O Carmelo do Espírito Santo, em Teresópolis, viveu um dia de grande festa na solenidade de Pentecostes. Ao final da celebração, o bispo diocesano, dom Joel Portella Amado, abençoou as obras de restauração de uma parte do claustro, recentemente concluídas.
Restauração inspirada pela visita de Santa Teresinha
O projeto de restauração teve início após a visita das relíquias de Santa Teresinha do Menino Jesus, em julho de 2024. A partir desse momento, um grupo de amigos e profissionais se uniu para ajudar o Carmelo.

Para Felipe Rezende, que, junto com André Rezende e Taiane Badine, coordenou o projeto, a presença das relíquias foi decisiva:
“A visita das relíquias foi o começo de tudo. Ela nos motivou a iniciar a reforma, ao percebermos as necessidades das monjas e a dificuldade de manutenção do prédio”, explicou.

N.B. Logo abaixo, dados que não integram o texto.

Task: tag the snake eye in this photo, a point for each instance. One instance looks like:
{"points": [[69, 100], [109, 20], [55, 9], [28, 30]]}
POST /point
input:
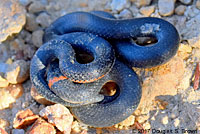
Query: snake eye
{"points": [[83, 56], [109, 88], [145, 41]]}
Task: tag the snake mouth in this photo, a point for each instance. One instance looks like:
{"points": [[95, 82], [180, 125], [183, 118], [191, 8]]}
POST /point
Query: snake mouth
{"points": [[145, 41], [109, 88]]}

A iniciativa contou com o apoio de vários benfeitores, que assumiram financeiramente a restauração de um metro quadrado cada. Essa divisão foi organizada em um mapa, que será transformado em um quadro de agradecimento e colocado em um local de destaque no Carmelo, na festa de Nossa Senhora do Carmo.
Patrimônio de fé em Teresópolis
Fundado em 3 de julho de 1945, o Carmelo do Espírito Santo é considerado um dos patrimônios de Teresópolis. Suas fundadoras foram a serva de Deus Madre Maria José, do Carmelo de Santa Teresa (Rio de Janeiro), e Madre Maria Evangelina da Assunção, do Carmelo da Santíssima Trindade.

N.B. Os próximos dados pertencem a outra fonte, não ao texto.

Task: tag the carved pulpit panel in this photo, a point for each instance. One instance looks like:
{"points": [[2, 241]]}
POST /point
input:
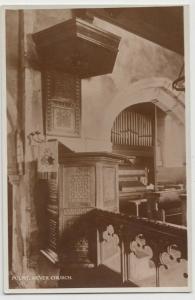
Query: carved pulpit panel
{"points": [[62, 103], [79, 187]]}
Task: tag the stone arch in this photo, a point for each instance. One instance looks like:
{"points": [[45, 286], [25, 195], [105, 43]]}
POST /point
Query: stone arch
{"points": [[156, 90]]}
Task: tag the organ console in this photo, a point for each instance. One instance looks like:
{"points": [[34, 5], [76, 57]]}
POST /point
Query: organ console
{"points": [[132, 188]]}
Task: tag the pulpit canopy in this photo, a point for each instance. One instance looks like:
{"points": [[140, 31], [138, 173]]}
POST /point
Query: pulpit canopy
{"points": [[77, 47]]}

O mosteiro foi construído em apenas três anos, graças ao espírito empreendedor de Madre Maria Bernadette, que, confiando em Deus, em Nossa Senhora e em São José, e com o auxílio de numerosos benfeitores, conseguiu erguer o edifício. Mais do que o mosteiro material, ela buscou formar “pedras vivas”: as monjas, que foram e continuam sendo o fundamento espiritual deste Carmelo.

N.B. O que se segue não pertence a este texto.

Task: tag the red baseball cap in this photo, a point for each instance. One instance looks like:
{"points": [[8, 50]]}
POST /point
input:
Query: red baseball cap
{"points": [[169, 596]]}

Gratidão e missão de rezar pela paz
Durante a celebração, a Madre Maria Goretti de Jesus Crucificado, OCD, agradeceu a todos os que colaboraram com a obra, em especial ao grupo Amigos do Carmelo, que desde 1º de outubro de 2024 vem se dedicando a apoiar a comunidade.
Ela destacou a missão das monjas:
“Uma das nossas vocações é rezar pela paz. Quando o Carmelo foi idealizado e construído, o mundo vivia grandes conflitos, assim como hoje. Por isso, mais uma vez estamos empenhadas em rezar pela paz. Tenham a certeza de que cada um de vocês está em nossas orações”, afirmou, convidando todos a se unirem em oração.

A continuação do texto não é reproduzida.